Issue 38: specific implementation of MySQL time class partition

The scenario with the most partitions or tables is still split for the time field. In this section, we will talk about how to better split based on the time field. According to the implementation methods of year, month and day dimensions and some details.

First, take the year as the dimension to split

The selection of date field splitting granularity is closely related to business retrieval requests. For example, if the data is kept for 10 years and each query is based on a specific year as the filter condition, it is certainly best to split by year. For example, the following SQL:

select * from ytt_pt1 where log_date >='2018-01-01' and log_date < '2019-01-01';

Let's take a look at the actual example of splitting by year: table ytt_pt1, including 1000W records, and the partition table is established with the granularity of year.

mysql> create table ytt_pt1(id bigint, log_date date);
Query OK, 0 rows affected (0.18 sec)

mysql> insert into ytt_pt1 select id,log_date from ytt_p1 limit 10000000;
Query OK, 10000000 rows affected (3 min 49.53 sec)
Records: 10000000  Duplicates: 0  Warnings: 0

mysql> ALTER TABLE ytt_pt1 PARTITION BY RANGE (year(log_date))
    -> (
    -> PARTITION p0001 VALUES LESS THAN (2012),
    -> PARTITION p0002 VALUES LESS THAN (2013),
    -> PARTITION p0003 VALUES LESS THAN (2014),
    -> PARTITION p0004 VALUES LESS THAN (2015),
    -> PARTITION p0005 VALUES LESS THAN (2016),
    -> PARTITION p0006 VALUES LESS THAN (2017),
    -> PARTITION p0007 VALUES LESS THAN (2018),
    -> PARTITION p0008 VALUES LESS THAN (2019),
    -> PARTITION p0009 VALUES LESS THAN (2020),
    -> PARTITION p0010 VALUES LESS THAN (2021),
    -> PARTITION p_max VALUES LESS THAN (maxvalue)
    -> );
Query OK, 10000000 rows affected (2 min 33.31 sec)
Records: 10000000  Duplicates: 0  Warnings: 0

Let's look at the query effect by year: the following SQL directly goes to partition p0008, and the query time is 0.91 seconds. This time is not short. In the later stage, you can add filter conditions to reduce the query time.
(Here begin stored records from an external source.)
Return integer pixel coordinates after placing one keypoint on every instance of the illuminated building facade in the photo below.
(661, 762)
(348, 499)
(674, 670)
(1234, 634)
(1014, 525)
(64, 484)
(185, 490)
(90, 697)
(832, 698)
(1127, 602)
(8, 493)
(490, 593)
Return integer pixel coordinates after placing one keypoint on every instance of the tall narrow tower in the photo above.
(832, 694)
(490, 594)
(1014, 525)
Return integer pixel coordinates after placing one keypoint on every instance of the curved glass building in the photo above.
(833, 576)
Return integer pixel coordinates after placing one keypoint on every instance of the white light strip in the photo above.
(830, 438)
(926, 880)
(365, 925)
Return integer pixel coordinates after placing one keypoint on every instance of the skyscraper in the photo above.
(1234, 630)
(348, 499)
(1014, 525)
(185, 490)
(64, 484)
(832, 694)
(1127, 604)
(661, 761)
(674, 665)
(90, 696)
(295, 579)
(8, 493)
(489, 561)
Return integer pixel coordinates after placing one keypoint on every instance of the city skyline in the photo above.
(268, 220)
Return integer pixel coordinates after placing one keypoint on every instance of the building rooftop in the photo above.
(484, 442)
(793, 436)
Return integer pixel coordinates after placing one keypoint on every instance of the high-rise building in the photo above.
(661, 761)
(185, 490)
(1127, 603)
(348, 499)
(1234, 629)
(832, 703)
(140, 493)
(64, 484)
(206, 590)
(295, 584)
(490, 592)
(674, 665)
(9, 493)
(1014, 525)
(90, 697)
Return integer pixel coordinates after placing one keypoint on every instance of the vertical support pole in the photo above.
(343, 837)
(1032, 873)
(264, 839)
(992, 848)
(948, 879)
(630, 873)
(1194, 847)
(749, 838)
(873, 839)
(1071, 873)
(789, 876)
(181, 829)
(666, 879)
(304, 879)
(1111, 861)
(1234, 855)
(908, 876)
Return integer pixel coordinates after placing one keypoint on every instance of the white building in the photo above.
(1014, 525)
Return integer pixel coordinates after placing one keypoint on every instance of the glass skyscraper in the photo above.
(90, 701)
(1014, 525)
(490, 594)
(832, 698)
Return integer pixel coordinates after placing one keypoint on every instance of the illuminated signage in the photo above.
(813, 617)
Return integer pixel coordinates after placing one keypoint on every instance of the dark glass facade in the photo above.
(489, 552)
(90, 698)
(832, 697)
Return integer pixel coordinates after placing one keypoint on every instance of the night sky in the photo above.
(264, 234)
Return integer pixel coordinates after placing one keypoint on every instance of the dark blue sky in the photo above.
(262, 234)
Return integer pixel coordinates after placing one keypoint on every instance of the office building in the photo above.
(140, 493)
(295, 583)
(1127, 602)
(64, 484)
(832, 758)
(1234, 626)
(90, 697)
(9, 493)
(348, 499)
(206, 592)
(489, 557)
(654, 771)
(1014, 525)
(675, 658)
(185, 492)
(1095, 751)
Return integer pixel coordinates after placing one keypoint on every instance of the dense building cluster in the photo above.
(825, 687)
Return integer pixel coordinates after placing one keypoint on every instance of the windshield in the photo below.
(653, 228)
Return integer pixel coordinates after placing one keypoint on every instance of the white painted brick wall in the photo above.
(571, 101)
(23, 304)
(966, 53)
mysql> select count(*) from ytt_pt1 where log_date >='2018-01-01' and log_date < '2019-01-01';
+----------+
| count(*) |
+----------+
|  1000204 |
+----------+
1 row in set (0.91 sec)

mysql> explain  select count(*) from ytt_pt1 where log_date >='2018-01-01' and log_date < '2019-01-01'\G
*************************** 1. row ***************************
           id: 1
  select_type: SIMPLE
        table: ytt_pt1
   partitions: p0008
         type: ALL
possible_keys: NULL
          key: NULL
      key_len: NULL
          ref: NULL
         rows: 998002
     filtered: 11.11
        Extra: Using where
1 row in set, 1 warning (0.00 sec)

Note: queries can only be filtered directly based on fields. If they are filtered based on field expressions, MySQL does not know which partition to go, and will scan all partitions. The processing method is the same as that of single table queries. For example, the following statement:

select count(*) from ytt_pt1 where year(log_date) = '2018' ;

Look at the execution: MySQL scans all partitions, and the query execution time is more than 9 seconds.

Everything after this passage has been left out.